Michael Jackson documentary Leaving Neverland is slammed as 'character assassination' after debut

Leaving Nerverland is said to be a four-hour film that exposes sexual abuse allegations made by Wade Robson and James Safechuck- where they allege they had sexual relations with the late star from as young as 7 and 10.

However, despite it being well received at the film festival, the estate has since issued a full statement denying the allegations, calling the filmmakers "admitted liars".

The statement said: "Leaving Neverland isn’t a documentary, it is the kind of tabloid character assassination Michael Jackson endured in life, and now in death. The film takes uncorroborated allegations that supposedly happened 20 years ago and treats them as fact.

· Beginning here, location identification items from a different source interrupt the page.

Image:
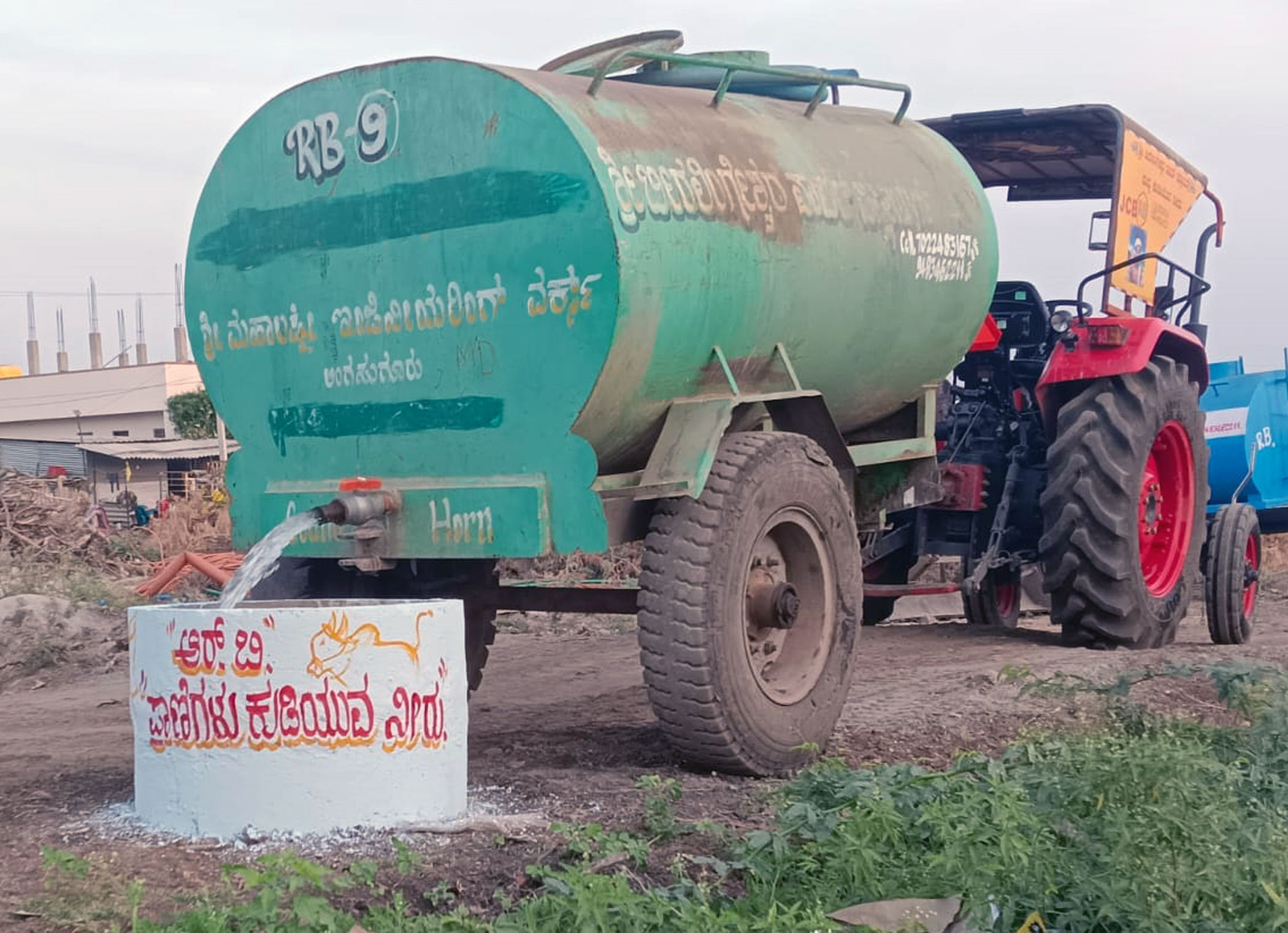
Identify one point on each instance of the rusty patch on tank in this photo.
(672, 156)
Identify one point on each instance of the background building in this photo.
(110, 428)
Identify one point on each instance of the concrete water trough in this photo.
(298, 717)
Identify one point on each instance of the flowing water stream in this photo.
(262, 559)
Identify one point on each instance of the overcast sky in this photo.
(115, 112)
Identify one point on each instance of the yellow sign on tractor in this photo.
(1153, 195)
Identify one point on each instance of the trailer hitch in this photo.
(997, 533)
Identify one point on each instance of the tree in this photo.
(192, 415)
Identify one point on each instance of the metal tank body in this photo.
(485, 286)
(1247, 430)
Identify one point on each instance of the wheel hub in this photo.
(1251, 574)
(790, 606)
(1166, 509)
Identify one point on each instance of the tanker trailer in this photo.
(470, 312)
(1247, 415)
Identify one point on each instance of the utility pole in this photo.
(223, 439)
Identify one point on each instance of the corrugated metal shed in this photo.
(159, 449)
(35, 457)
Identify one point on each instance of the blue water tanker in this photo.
(1247, 434)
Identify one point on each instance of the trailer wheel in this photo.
(997, 603)
(1124, 508)
(1232, 572)
(749, 604)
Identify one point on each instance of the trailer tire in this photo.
(997, 603)
(1230, 574)
(741, 679)
(1124, 508)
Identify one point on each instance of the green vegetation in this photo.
(194, 415)
(1148, 824)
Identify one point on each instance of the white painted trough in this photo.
(298, 717)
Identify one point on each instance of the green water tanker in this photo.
(481, 312)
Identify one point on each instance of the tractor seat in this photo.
(1021, 316)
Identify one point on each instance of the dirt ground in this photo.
(562, 726)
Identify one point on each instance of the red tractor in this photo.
(1071, 435)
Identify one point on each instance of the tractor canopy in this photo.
(1087, 152)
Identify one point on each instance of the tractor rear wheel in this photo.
(1230, 574)
(997, 601)
(749, 604)
(1124, 508)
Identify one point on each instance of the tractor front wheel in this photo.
(1124, 508)
(749, 607)
(1232, 573)
(997, 601)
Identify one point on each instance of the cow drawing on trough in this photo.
(348, 655)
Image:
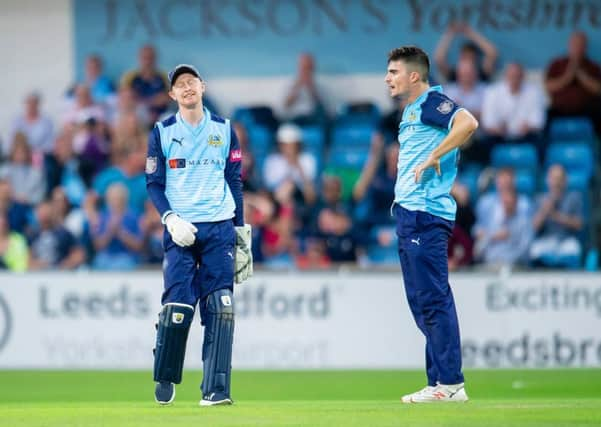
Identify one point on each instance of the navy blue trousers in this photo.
(192, 273)
(422, 244)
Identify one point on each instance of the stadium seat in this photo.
(260, 138)
(352, 158)
(516, 156)
(314, 137)
(525, 181)
(352, 135)
(571, 128)
(574, 157)
(359, 112)
(348, 178)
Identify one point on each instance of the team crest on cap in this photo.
(215, 141)
(445, 107)
(151, 164)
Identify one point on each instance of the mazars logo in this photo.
(5, 323)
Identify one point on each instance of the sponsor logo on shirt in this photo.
(151, 165)
(445, 107)
(183, 163)
(177, 163)
(235, 155)
(215, 141)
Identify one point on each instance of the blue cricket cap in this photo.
(181, 69)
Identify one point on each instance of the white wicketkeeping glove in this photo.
(182, 232)
(243, 260)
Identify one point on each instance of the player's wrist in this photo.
(165, 216)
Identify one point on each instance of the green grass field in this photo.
(308, 398)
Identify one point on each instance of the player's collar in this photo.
(423, 96)
(195, 130)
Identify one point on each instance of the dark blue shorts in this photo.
(192, 273)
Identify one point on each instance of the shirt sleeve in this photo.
(438, 110)
(155, 174)
(233, 170)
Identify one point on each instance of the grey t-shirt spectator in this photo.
(571, 205)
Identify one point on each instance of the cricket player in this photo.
(193, 179)
(431, 130)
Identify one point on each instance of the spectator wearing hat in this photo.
(149, 84)
(37, 127)
(291, 170)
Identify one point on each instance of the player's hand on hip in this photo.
(431, 162)
(182, 231)
(243, 263)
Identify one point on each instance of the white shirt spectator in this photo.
(39, 133)
(513, 112)
(471, 100)
(278, 170)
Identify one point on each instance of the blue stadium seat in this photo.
(574, 157)
(260, 138)
(343, 157)
(314, 137)
(571, 128)
(243, 115)
(359, 112)
(516, 156)
(525, 181)
(352, 135)
(383, 256)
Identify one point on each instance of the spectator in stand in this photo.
(513, 109)
(374, 190)
(129, 162)
(37, 128)
(63, 169)
(388, 128)
(27, 181)
(127, 131)
(69, 216)
(91, 145)
(291, 169)
(152, 234)
(18, 215)
(573, 83)
(333, 222)
(117, 237)
(503, 227)
(558, 220)
(14, 253)
(273, 225)
(460, 252)
(468, 90)
(83, 108)
(149, 84)
(126, 104)
(52, 245)
(303, 103)
(101, 87)
(471, 51)
(250, 180)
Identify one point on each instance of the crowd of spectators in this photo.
(72, 192)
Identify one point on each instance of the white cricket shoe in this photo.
(215, 399)
(440, 393)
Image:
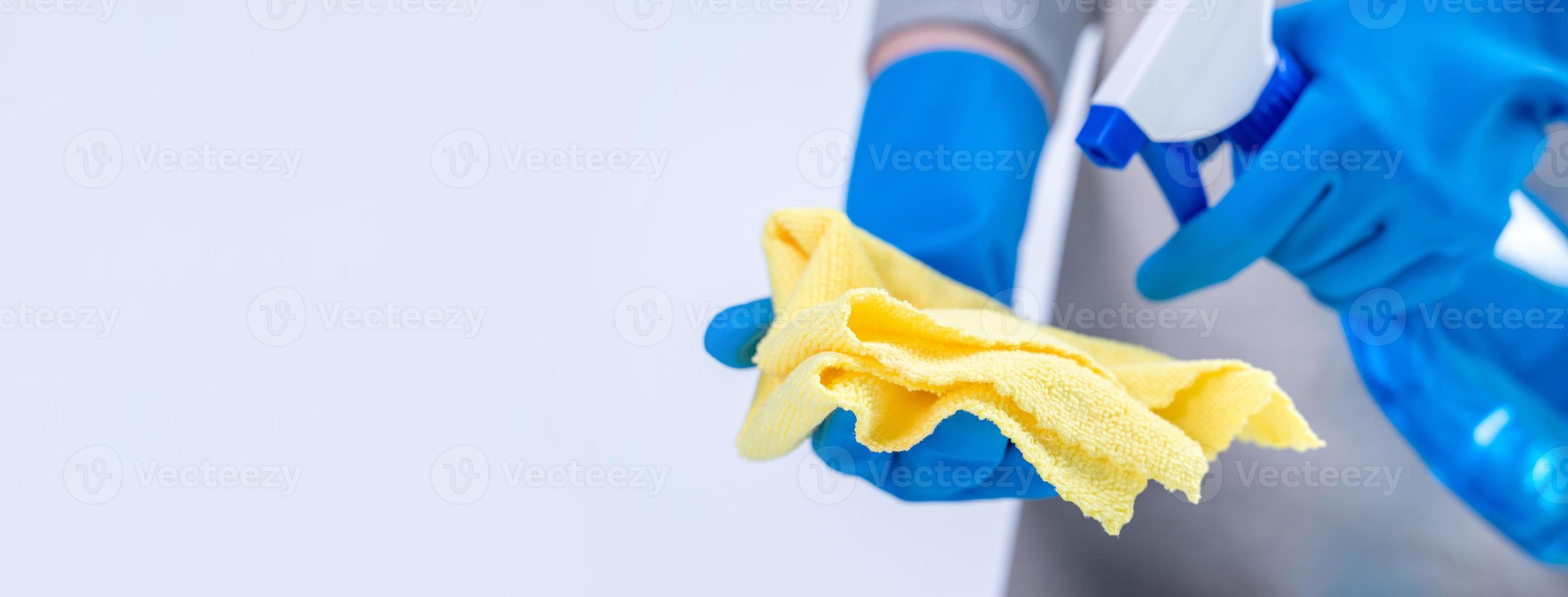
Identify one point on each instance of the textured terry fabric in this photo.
(867, 329)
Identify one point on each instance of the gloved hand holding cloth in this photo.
(864, 327)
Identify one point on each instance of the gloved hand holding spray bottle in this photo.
(1485, 408)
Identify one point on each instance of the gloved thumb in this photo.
(1259, 211)
(733, 334)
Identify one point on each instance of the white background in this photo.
(557, 373)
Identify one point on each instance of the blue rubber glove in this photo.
(1443, 112)
(943, 170)
(1474, 382)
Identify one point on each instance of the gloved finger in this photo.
(1327, 233)
(1012, 478)
(733, 335)
(960, 454)
(1405, 258)
(835, 443)
(1258, 213)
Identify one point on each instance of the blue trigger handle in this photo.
(1111, 137)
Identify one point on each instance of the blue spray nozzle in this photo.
(1111, 137)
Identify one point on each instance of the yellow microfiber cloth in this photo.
(864, 327)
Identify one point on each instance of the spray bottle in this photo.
(1202, 72)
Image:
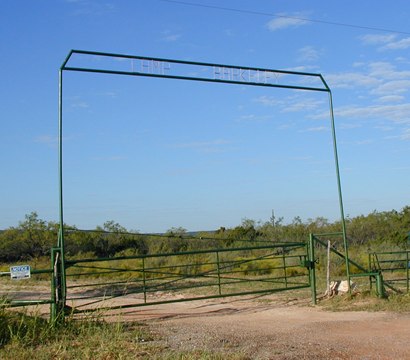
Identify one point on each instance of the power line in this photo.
(260, 13)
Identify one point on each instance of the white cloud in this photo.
(80, 105)
(398, 45)
(169, 36)
(391, 98)
(365, 142)
(284, 21)
(46, 139)
(291, 104)
(405, 135)
(392, 87)
(348, 126)
(373, 39)
(350, 80)
(387, 42)
(211, 146)
(316, 129)
(254, 118)
(308, 53)
(399, 113)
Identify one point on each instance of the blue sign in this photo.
(19, 272)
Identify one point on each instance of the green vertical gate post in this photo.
(53, 305)
(339, 189)
(284, 267)
(380, 286)
(219, 273)
(407, 270)
(311, 266)
(144, 281)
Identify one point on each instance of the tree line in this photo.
(34, 237)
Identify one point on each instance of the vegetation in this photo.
(34, 237)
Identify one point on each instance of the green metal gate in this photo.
(150, 279)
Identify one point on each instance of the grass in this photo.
(24, 336)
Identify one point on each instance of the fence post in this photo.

"These claims were the basis of lawsuits filed by these two admitted liars which were ultimately dismissed by a judge. The two accusers testified under oath that these events never occurred. They have provided no independent evidence and absolutely no proof in support of their accusations, which means the entire film hinges solely on the word of two perjurers."

The estate then goes on to point out the director's admission that the documentary only focused on the accusers and their families and "intentionally avoided" interviewing people who were close to Michael.


They continued: "By choosing not to include any of these independent voices who might challenge the narrative that he was determined to sell, the director neglected fact checking so he could craft a narrative so blatantly one-sided that viewers never get anything close to a balanced portrait."

According to FOX News, Wade and James had denied claims and defended Michael during his 1993 and 2003 trials for child molestation, however changed their stance when they sued the Jackson estate in 2013 and 2014.

Clearly on the attack, the late star's estate later claims that it was Robson's rejection from starring in a Michael Jackson themed Cirque Du Soleil production that saw him change his tune.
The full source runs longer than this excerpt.